“In February 1862 a negro was taken prisoner at Ouanaminthe for having assassinated his father. He was condemned to death by the tribunals; but he defended himself by saying that he had done no more than follow the orders of the serpent. In a few months he was set at liberty.

“It is not long since that in one of the streets of Port-au-Prince was found at early morn the body of an unknown youth, of about twenty years of age, who had a weapon piercing his heart, and attached to that a thin hollow cane. It was supposed that he was assassinated in order to suck his blood. I might cite many other facts of which I have taken note, but what I have related appear sufficient for the object I have proposed to myself. The disappearance of children is frequent at certain epochs or seasons, and it is supposed that they are eaten by the cannibals of this society.

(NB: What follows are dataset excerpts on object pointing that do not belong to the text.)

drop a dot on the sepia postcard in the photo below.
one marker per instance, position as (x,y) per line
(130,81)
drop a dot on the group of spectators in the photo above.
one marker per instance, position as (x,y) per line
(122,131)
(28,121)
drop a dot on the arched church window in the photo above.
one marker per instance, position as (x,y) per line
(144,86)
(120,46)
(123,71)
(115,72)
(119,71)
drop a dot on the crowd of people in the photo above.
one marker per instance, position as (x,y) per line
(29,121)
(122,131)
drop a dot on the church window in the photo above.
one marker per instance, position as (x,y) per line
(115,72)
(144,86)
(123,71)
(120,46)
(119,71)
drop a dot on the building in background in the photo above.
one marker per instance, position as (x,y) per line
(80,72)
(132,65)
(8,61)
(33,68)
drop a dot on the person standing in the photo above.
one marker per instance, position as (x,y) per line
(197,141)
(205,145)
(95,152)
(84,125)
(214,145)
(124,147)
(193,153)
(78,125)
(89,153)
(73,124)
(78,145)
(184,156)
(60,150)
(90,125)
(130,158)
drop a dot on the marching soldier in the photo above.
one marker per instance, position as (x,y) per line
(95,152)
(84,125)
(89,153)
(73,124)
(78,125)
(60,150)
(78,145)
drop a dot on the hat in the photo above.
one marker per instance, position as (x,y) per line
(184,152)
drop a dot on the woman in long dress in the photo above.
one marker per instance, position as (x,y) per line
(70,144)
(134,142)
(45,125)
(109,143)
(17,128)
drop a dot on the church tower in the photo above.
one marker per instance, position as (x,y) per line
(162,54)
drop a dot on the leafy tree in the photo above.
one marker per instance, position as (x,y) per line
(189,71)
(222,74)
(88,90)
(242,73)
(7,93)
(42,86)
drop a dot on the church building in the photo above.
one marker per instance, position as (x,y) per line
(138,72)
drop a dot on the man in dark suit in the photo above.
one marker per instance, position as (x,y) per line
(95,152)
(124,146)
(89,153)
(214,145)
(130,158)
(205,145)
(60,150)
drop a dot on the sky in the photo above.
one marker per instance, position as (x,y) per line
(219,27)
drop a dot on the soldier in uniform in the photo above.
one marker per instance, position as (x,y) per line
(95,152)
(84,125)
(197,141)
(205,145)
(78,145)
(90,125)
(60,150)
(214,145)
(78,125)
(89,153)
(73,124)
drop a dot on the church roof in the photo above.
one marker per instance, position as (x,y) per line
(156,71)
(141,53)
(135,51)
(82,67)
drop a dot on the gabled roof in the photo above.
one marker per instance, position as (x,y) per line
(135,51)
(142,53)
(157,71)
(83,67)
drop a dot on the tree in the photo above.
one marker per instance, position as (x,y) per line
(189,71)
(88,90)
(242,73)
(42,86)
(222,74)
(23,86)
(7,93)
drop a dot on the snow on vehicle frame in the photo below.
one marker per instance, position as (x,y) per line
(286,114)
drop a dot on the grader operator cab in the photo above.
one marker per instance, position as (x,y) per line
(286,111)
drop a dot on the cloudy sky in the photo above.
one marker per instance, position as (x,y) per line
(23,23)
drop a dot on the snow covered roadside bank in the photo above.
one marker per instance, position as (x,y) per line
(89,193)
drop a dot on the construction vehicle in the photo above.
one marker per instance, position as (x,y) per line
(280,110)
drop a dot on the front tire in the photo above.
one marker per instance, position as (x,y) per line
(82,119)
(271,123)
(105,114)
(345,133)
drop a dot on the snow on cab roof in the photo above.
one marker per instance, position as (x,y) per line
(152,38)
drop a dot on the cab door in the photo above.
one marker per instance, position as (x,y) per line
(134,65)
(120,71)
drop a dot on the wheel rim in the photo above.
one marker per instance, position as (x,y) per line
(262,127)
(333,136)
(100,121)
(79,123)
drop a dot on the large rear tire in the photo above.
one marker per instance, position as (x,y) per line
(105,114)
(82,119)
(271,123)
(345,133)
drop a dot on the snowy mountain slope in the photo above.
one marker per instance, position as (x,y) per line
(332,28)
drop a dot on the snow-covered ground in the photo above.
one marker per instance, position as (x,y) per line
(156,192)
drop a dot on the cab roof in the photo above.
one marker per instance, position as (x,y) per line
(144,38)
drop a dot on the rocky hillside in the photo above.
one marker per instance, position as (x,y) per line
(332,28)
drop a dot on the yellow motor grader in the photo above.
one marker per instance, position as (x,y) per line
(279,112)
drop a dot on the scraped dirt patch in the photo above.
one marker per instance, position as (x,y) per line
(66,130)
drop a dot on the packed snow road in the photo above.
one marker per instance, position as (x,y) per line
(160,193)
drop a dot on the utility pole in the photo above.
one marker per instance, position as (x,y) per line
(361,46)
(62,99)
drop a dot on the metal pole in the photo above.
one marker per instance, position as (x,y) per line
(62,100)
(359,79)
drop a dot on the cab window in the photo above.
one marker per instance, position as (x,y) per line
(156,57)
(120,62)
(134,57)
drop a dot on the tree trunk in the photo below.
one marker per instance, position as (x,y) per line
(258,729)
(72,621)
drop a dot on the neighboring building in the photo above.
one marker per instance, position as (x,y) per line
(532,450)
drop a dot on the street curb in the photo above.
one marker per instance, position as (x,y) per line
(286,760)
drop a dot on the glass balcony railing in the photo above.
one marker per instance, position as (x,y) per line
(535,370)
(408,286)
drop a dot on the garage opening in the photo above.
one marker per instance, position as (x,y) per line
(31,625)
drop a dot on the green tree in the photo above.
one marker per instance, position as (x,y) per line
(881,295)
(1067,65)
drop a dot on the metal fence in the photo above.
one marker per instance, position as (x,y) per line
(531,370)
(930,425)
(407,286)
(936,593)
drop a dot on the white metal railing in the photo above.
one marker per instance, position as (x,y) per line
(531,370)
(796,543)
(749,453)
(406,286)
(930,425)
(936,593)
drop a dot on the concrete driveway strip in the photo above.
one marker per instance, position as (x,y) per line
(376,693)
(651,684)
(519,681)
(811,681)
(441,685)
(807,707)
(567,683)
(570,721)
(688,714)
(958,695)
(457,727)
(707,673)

“In the secret ceremonies of the Vaudoux the drink in use is the blood of animals mixed with white rum, and the Papaloi, either from the immoderate use they make of alcohol mixed with blood, or from the handling of the poisons they use in their devil craft, die in general, although at an advanced age, covered with leprosy and incurable sores.” I myself heard this stated whilst in Hayti, but I fear that a few exceptions have in this case made the rule.

“The people endure every possible oppression from the Papaloi, and if you ask them why they permit these vexations and the abuses which are committed against one another, they answer, ‘We are indeed obliged, unhappy that we are: if we denounced our neighbours, certainly we should quickly die.’ From which it may be inferred that they tolerate this conduct because they fear, and they fear because they know each other.” This fear of one another is noticed by all foreign residents in Hayti: it extends to the higher classes.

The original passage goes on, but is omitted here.